More specifically, a study conducted in Georgia, showed that prisons fuel the MDR TB epidemic by acting as ecological drivers of fitness-compensated strains endowed with high transmission potential [38], which is typically the case of the MDR TB of Bizerte. Indeed, the strain from the very first documented outbreak case harboured the rpoB V615M mutation, secondary to the rifampicin resistance-conferring mutation rpoB S531L. Previously, we have demonstrated the fitness compensatory role of rpoB V615M mutation and the concomitant increase in rifampicin resistance level that it induced (MIC > 160) [7]. Hence, it is tempting to speculate that incarceration could have conferred the very first case’s strain with increased transmissibility, thus marking the onset of the Bizerte’s MDR TB outbreak.

By 1998, a KAN-resistant rrs 1401A > G mutant has emerged [5], laying the ground for the shift toward an XDR phenotype. This date reflects the starting of the administration of the aminoglycoside KAN, most likely to the earliest documented outbreak case, since it has been realized that he remained smear-positive after several months of first-line chemotherapy. Obviously, the patient was on a functional KAN monotherapy, whose immediate consequence was acquisition of resistance to this aminoglycoside.

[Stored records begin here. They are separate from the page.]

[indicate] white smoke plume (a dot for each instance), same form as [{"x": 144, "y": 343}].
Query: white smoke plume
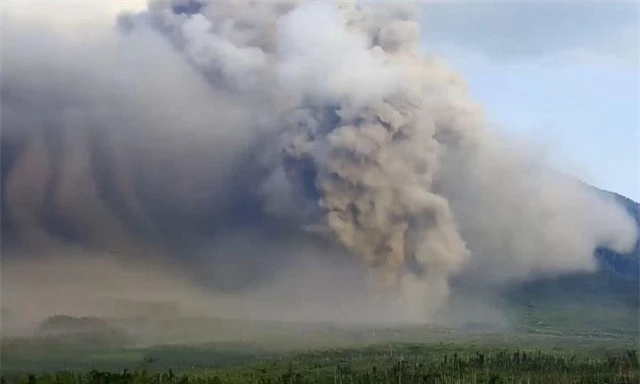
[{"x": 330, "y": 111}]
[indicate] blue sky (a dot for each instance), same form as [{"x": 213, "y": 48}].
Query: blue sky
[{"x": 564, "y": 75}]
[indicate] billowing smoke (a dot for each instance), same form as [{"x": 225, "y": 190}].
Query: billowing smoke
[{"x": 291, "y": 125}]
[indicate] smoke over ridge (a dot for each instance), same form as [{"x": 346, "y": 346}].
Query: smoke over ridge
[{"x": 301, "y": 128}]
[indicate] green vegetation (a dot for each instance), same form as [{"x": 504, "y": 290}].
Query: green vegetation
[{"x": 396, "y": 363}]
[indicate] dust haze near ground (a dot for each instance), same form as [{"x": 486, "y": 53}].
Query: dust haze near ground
[{"x": 284, "y": 160}]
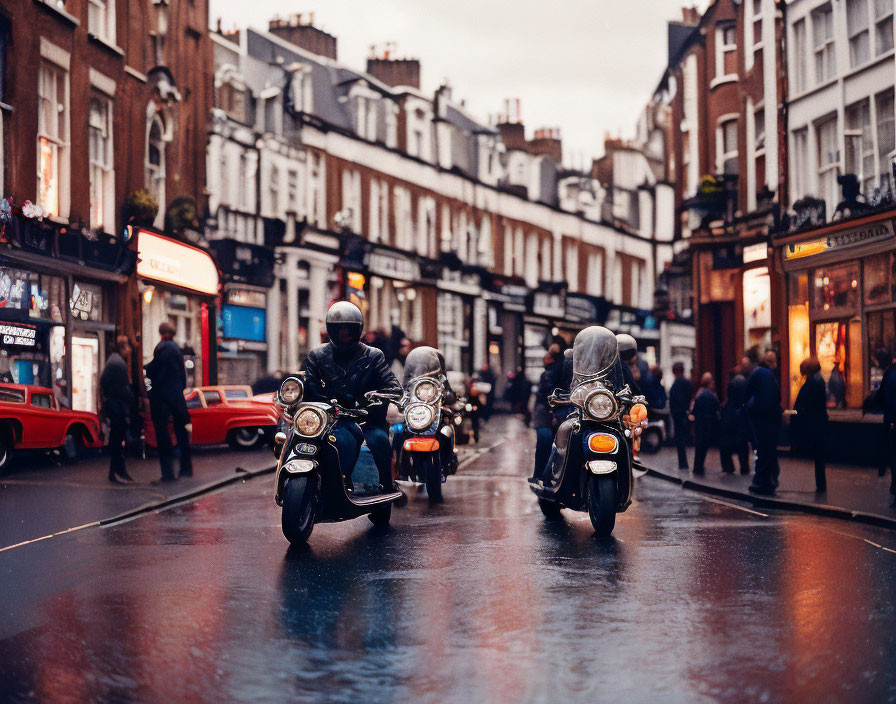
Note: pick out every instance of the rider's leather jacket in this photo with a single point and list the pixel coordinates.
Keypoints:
(347, 376)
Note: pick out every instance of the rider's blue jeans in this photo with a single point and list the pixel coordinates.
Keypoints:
(349, 437)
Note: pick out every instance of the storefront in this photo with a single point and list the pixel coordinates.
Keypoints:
(58, 307)
(840, 288)
(177, 282)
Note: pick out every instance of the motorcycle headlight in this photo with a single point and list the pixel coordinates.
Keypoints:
(600, 405)
(426, 390)
(419, 416)
(309, 422)
(290, 391)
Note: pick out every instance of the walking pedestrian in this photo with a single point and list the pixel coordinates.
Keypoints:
(118, 406)
(680, 396)
(764, 412)
(811, 419)
(735, 433)
(887, 391)
(705, 414)
(168, 377)
(543, 418)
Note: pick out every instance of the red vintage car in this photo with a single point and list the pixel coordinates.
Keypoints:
(228, 414)
(32, 419)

A few MDR TB outbreaks due to the L4.1.2.1/ Haarlem genotype has previously been described, the most notorious case being the “M” strain in Argentina. In this well-documented case, the spread of this MDR TB outbreak first involved HIV-positive hospitalized patients, and then extended to the general public [9]. The MDR TB outbreak due to strain “M” was detected around 15 years after the causing strain had accumulated extensive drug resistance profiles. In the case of the MDR TB outbreak from Bizerte, the causing strain has been circulating for a relatively much longer period of 26 years before the outbreak was detected. The most obvious explanation stems in the fact that in Argentina, HIV co-infection could have expedited the onset of the outbreak. Strikingly, the strains of these two MDR TB outbreaks appear to have emerged at nearly the same time (1973 for the M strain and 1974 for the one from Bizerte, respectively), yet they proved genetically distantly related, since their profiles based on IS6110, MIRU-VNTR, and spoligotyping diverged significantly (data not shown). Hence, it is very unlikely that the two outbreaks are actually interrelated.

From a public health/surveillance perspective, this WGS-based study provides a significant complement to previous investigations, refining our understanding of the potential genetic and environmental risk factors that contributed to the surge and spread of the described MDR TB outbreak. The health authorities are now aware of the dispersal of such a highly transmissible MDR M. tuberculosis strain across remote communities and are thus urged to raise the bar of surveillance throughout the whole country. The use of WGS coupled to dating analyses further indicated that strains with multiple resistance profiles could circulate for a few decades before causing an outbreak. This finding emphasizes the importance of focusing the monitoring of MDR TB upon cases living in crowded conditions, which likely expedite evolution towards an epidemic phenotype.

Conclusions

In sum, the use of WGS data offered a better insight into the circumstances leading to the onset and spread of a major MDR TB outbreak in a context that is strictly negative for HIV infection. We showed that the outbreak took place almost three decades after the causing strain had accumulated multiple drug resistance profiles. To our knowledge, our study provides the first indication of the time interval required for the onset of an outbreak in the absence of HIV co-infection, the major amplifier of MDR TB outbreaks. Our findings lend further support to the prominent role of prisons as ecological incubator for the emergence of fitness-compensated MDR TB strains with enhanced transmission potential. Finally, the worrying shift to an XDR phenotype of such an epidemic clone prompts an urgent need to undertake drastic control measures. With the introduction of newer drugs and taking into account the new definition of XDR TB, it is worth to scrutinize eventual bedaquiline and linezolid resistance in this MDR TB clone.